Selon le Fonds monétaire international, ce n’est qu'en 2026 que l'Inde figurera à la quatrième place : il estime que son PIB atteindra alors 4,51 milliards de dollars, contre 4.460 milliards pour le Japon.  Les Etats-Unis, la Chine et l'Allemagne sont, dans cet ordre, les plus grandes économies au monde, selon le FMI.

Les prévisions optimistes de New Delhi interviennent dans un contexte économique compliqué pour le pays le plus peuplé de la planète, avec 1,4 milliard d'habitants.

Fin août, Washington, le premier partenaire commercial du pays, a imposé une hausse de 50% des droits de douane sur les produits "made in India" arrivant aux Etats-Unis, en représailles à ses achats de pétrole russe.

La croissance continue reflète "la résilience de l’Inde face aux incertitudes persistantes (qui pèsent) sur le commerce international", estime le gouvernement.
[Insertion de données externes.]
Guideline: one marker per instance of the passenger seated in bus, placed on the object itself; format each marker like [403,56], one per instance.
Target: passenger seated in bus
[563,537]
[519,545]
Le PIB par habitant de l’Inde atteignait 2.694 dollars en 2024, selon les derniers chiffres de la Banque mondiale, soit douze fois moins que les 32.487 dollars du Japon et vingt fois moins que les 56.103 dollars de l’Allemagne.

Plus d’un quart des habitants de l’Inde ont entre 10 et 26 ans, selon les données gouvernementales, mais le taux de chômage des jeunes diplômés reste très élevé.

Le Premier ministre Narendra Modi a annoncé des allégements fiscaux et des réformes du droit du travail après que la croissance économique a atteint un plus bas en quatre ans, au cours de l'exercice annuel clos le 31 mars.

La roupie indienne a atteint un niveau historiquement bas face au dollar début décembre — après avoir chuté d’environ 5% en 2025 — en raison des notamment inquiétudes persistantes liées à l’absence d’accord commercial avec Washington.